If the damage sustained was reasonably foreseeable and can in fact be attributed to the negligence, then causation may be established. Conversely, harm which is unforeseeable is too remote to be recoverable. For example, in Commonwealth v McLean (1996) 41 NSWLR 389 the claimant suffered post-traumatic stress syndrome which lead to smoking and alcohol abuse which subsequently lead to throat cancer. The claim for harm suffered (throat cancer) was considered too remote from the incident that caused post-traumatic stress and was therefore unsuccessful.

Types of medical negligence claims

A medical negligence claim may include the failure of a hospital to treat medical emergencies such as appendicitis, discharging patients from hospital without adequate review, pregnancy and birth-related issues, lack of reasonable care and skill when performing surgery and administrative errors such as a mix-up in patient records.

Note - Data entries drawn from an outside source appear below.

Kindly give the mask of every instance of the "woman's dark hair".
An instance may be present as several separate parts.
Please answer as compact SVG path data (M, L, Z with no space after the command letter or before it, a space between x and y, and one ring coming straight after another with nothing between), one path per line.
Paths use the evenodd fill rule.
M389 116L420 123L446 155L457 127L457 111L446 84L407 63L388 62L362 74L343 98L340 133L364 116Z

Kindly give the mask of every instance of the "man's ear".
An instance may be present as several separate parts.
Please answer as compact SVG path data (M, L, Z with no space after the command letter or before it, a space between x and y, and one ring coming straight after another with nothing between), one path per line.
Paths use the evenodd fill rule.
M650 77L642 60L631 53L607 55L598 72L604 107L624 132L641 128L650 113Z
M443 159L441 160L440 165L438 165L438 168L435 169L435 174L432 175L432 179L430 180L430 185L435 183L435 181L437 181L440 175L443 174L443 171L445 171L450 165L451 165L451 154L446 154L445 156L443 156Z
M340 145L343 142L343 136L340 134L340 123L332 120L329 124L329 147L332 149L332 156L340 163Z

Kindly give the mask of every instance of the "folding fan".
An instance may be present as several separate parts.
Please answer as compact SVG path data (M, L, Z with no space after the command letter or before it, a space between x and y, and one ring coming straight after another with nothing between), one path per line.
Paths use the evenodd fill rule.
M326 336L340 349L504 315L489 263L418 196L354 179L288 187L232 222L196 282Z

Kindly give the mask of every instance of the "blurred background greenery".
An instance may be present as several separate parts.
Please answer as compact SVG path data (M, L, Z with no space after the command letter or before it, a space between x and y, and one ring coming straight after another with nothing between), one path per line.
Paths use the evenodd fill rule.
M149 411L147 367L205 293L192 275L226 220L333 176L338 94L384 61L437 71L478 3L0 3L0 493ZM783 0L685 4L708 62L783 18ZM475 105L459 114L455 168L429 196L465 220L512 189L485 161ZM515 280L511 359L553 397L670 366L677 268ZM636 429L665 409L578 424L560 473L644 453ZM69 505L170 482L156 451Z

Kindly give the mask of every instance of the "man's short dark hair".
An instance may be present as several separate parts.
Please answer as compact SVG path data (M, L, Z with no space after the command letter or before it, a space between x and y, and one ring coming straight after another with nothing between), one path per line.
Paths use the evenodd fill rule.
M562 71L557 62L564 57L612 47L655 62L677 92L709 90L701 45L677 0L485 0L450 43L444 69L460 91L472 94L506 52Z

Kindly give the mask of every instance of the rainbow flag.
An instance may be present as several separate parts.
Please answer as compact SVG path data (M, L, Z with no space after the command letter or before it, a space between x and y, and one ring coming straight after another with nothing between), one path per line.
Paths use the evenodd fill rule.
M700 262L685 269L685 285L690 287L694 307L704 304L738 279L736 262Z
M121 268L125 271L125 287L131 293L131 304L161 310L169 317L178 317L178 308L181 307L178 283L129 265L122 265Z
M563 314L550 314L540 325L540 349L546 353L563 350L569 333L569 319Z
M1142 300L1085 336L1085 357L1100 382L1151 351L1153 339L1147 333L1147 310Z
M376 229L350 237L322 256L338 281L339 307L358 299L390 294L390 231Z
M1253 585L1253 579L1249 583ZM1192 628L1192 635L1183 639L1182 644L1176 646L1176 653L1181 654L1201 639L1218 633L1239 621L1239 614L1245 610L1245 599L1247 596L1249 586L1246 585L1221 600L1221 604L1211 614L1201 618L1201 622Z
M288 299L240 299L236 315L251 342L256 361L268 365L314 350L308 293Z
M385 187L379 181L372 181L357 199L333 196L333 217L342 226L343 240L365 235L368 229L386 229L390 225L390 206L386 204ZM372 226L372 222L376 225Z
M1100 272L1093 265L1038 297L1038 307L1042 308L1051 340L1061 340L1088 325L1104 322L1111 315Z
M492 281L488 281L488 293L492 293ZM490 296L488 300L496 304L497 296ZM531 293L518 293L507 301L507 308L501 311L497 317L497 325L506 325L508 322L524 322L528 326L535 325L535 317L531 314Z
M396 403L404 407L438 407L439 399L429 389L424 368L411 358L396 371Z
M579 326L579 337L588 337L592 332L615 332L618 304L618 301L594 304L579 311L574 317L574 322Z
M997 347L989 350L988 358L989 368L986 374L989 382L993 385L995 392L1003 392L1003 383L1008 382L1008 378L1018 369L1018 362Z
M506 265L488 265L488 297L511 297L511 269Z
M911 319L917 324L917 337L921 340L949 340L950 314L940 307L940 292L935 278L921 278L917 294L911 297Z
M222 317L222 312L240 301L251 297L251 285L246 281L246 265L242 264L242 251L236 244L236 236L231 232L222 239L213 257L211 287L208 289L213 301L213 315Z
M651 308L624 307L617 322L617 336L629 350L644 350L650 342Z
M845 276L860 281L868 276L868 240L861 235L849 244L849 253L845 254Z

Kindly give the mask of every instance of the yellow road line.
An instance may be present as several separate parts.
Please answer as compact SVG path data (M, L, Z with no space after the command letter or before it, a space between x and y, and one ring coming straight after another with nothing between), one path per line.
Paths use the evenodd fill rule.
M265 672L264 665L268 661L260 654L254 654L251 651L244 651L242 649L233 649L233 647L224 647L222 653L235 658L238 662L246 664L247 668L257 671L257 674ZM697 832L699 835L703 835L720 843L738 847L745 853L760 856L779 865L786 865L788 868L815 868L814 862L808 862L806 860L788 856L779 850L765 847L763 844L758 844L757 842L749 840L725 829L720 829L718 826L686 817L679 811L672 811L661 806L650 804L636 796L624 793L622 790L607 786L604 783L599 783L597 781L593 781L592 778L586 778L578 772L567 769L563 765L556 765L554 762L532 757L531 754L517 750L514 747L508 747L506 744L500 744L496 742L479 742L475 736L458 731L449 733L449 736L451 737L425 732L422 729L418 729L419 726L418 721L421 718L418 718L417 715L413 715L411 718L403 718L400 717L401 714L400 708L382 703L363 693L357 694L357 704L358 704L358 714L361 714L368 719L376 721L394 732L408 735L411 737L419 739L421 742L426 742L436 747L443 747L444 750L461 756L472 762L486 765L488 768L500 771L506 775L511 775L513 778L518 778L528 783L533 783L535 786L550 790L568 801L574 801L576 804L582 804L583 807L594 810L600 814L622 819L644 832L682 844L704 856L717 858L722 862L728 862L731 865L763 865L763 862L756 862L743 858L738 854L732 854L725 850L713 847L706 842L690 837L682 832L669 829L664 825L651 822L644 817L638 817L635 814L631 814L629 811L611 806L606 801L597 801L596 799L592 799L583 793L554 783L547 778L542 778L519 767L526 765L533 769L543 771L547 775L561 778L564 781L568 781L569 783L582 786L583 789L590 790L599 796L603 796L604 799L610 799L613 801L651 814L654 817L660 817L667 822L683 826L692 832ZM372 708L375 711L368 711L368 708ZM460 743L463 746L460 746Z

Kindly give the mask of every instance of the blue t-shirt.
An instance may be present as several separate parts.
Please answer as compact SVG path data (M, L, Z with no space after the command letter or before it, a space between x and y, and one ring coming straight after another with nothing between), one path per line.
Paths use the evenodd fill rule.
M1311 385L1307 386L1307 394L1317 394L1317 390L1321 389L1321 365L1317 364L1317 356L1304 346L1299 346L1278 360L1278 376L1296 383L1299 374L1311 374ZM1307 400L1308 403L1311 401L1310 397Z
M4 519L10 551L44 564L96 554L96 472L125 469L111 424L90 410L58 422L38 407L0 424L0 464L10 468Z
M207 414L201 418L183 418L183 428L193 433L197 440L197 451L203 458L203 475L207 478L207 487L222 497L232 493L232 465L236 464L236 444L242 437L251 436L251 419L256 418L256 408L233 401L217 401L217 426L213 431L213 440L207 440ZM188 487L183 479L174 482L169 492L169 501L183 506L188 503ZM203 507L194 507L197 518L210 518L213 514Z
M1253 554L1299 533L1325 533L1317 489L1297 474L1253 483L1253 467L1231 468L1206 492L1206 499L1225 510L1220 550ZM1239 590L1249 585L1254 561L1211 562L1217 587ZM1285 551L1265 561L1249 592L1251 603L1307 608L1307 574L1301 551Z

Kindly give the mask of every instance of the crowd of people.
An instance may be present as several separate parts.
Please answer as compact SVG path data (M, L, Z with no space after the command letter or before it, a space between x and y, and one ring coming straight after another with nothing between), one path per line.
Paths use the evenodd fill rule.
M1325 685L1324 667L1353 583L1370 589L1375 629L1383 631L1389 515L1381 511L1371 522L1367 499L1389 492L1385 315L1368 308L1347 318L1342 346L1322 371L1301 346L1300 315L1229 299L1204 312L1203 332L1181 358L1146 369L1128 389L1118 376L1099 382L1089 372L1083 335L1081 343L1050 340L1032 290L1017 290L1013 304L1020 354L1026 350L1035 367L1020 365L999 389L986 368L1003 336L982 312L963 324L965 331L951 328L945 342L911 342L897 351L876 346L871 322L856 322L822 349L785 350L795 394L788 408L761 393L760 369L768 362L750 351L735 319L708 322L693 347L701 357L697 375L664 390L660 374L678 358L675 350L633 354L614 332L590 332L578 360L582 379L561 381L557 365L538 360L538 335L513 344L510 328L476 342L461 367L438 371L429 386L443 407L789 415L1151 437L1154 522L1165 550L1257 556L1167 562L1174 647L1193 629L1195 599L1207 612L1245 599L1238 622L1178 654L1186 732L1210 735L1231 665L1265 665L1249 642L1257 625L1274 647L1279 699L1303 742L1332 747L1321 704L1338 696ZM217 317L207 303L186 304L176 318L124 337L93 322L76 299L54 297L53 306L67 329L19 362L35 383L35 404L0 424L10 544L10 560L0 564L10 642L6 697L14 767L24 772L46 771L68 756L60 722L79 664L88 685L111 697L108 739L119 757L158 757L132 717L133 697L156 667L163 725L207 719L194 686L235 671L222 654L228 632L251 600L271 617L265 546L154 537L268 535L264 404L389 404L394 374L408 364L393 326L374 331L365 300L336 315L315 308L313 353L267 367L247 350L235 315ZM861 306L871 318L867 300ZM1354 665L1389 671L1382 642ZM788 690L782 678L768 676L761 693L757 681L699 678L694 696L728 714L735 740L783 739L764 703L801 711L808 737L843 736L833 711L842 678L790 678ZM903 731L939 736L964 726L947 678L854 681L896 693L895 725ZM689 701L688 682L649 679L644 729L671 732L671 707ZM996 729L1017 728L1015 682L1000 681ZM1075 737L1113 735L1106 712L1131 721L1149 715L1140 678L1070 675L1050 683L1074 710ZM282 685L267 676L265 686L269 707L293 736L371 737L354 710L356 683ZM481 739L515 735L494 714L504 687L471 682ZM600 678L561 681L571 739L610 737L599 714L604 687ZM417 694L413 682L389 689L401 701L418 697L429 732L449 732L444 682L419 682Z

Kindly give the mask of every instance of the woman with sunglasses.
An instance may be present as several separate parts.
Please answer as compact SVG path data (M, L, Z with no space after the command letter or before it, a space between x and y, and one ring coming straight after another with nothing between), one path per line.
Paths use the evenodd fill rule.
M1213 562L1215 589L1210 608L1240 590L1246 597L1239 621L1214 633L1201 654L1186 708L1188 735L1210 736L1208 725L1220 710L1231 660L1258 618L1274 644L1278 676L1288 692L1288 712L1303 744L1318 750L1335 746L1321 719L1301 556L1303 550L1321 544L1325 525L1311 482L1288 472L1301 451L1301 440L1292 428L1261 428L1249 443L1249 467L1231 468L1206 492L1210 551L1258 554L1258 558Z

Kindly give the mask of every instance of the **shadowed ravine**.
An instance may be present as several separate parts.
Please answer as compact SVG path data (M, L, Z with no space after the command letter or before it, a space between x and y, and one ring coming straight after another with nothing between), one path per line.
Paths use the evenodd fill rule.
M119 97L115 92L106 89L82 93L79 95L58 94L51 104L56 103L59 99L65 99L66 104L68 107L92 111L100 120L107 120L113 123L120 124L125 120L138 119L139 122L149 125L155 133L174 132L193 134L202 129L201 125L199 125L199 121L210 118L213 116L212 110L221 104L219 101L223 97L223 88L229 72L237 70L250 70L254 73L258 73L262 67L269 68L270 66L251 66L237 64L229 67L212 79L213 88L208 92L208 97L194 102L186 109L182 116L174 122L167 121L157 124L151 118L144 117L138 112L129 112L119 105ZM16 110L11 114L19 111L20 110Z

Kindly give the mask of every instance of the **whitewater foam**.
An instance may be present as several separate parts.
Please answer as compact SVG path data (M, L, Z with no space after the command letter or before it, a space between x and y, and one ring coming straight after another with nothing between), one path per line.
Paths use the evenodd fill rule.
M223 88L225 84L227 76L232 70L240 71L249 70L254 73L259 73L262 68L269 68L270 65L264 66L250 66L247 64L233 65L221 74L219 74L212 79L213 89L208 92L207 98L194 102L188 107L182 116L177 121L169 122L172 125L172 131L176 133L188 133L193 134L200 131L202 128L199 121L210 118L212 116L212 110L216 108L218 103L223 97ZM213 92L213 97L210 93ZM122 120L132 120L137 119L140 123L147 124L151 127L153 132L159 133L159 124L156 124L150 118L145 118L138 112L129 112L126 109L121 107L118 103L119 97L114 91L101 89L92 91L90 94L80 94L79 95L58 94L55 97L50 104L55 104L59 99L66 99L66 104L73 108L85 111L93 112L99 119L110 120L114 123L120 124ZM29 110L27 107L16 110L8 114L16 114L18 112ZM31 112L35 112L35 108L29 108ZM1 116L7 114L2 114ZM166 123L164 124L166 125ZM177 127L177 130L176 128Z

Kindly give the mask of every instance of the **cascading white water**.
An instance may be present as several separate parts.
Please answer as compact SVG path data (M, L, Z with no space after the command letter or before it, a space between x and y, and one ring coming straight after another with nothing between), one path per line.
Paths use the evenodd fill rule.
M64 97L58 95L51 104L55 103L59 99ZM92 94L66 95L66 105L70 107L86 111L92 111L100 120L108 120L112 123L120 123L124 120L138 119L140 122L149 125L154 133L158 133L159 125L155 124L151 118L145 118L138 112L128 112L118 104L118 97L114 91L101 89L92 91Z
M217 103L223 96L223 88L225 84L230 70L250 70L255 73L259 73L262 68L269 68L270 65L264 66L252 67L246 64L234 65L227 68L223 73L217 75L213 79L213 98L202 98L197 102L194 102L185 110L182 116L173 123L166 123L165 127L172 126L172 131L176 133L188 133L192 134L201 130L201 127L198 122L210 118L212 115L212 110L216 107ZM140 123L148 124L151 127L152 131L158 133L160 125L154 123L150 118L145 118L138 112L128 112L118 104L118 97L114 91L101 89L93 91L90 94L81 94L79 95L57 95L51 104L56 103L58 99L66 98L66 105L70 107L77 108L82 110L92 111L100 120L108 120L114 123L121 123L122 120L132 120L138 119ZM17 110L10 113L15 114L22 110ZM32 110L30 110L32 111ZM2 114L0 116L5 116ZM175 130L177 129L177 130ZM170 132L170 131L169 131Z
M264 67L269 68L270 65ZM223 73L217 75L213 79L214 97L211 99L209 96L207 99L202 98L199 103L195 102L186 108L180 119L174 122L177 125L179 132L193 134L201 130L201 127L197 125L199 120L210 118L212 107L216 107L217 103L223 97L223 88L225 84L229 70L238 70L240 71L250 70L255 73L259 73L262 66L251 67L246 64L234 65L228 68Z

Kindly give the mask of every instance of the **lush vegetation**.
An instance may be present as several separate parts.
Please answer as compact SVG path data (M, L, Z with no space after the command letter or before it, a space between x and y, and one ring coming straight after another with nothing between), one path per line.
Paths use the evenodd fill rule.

Following are two examples of common types of medical negligence claims.

Failure to warn

A patient should receive full disclosure of the risks associated with surgery or a medical procedure. A medical negligence claim may arise when a patient suffers injury or harm and it is established that the doctor failed to adequately warn of the particular risks involved with the patient’s treatment.

Rogers v Whitaker (1992) 175 CLR 479 determined that in cases concerning advice of the risks associated with a medical procedure, ‘…a doctor has a duty to warn a patient of a material risk inherent in the proposed treatment [and if] the patient is likely to attach significance to the risk’.

In this case, the patient who was already blind in her right eye had surgery which was essentially cosmetic, performed to that eye by an ophthalmic surgeon. The patient asked several risk-related questions regarding the surgery pertaining to her right eye. The surgery resulted in a rare occurrence of sympathetic ophthalmia which meant that the patient became blind in the left eye.

The Court found that the surgeon, although not specifically asked about the risk factors for the patient’s left eye should have, based on her obvious concerns and risk aversion regarding her right eye, warned her of the risk of sympathetic ophthalmia.

Failure to diagnose or misdiagnosis

A medical negligence claim may be made against a practitioner who fails to diagnose, delays a diagnosis or misdiagnoses an illness.

A more common claim is for the delayed diagnosis of a progressive disease such as cancer, particularly if the diagnosis would likely have been apparent upon a routine examination. The more routine the examination (based on the standard expected of other professionals), the more likely that a claim for negligence might be successful.

The pre-existence of the illness or condition must be considered in light of the likely outcome had the condition been diagnosed earlier. For example, a comparison must be made of the patient’s prognosis for recovery if treatment was available for a particular disease that was discovered sooner rather than later. Such cases will require expert medical reports and opinion.

Conclusion

Medical negligence claims are subject to strict time limits and should be navigated with an experienced lawyer. It can be a long road to achieving a successful outcome however one worth travelling if you succeed in your claim and are reasonably compensated for your misfortune.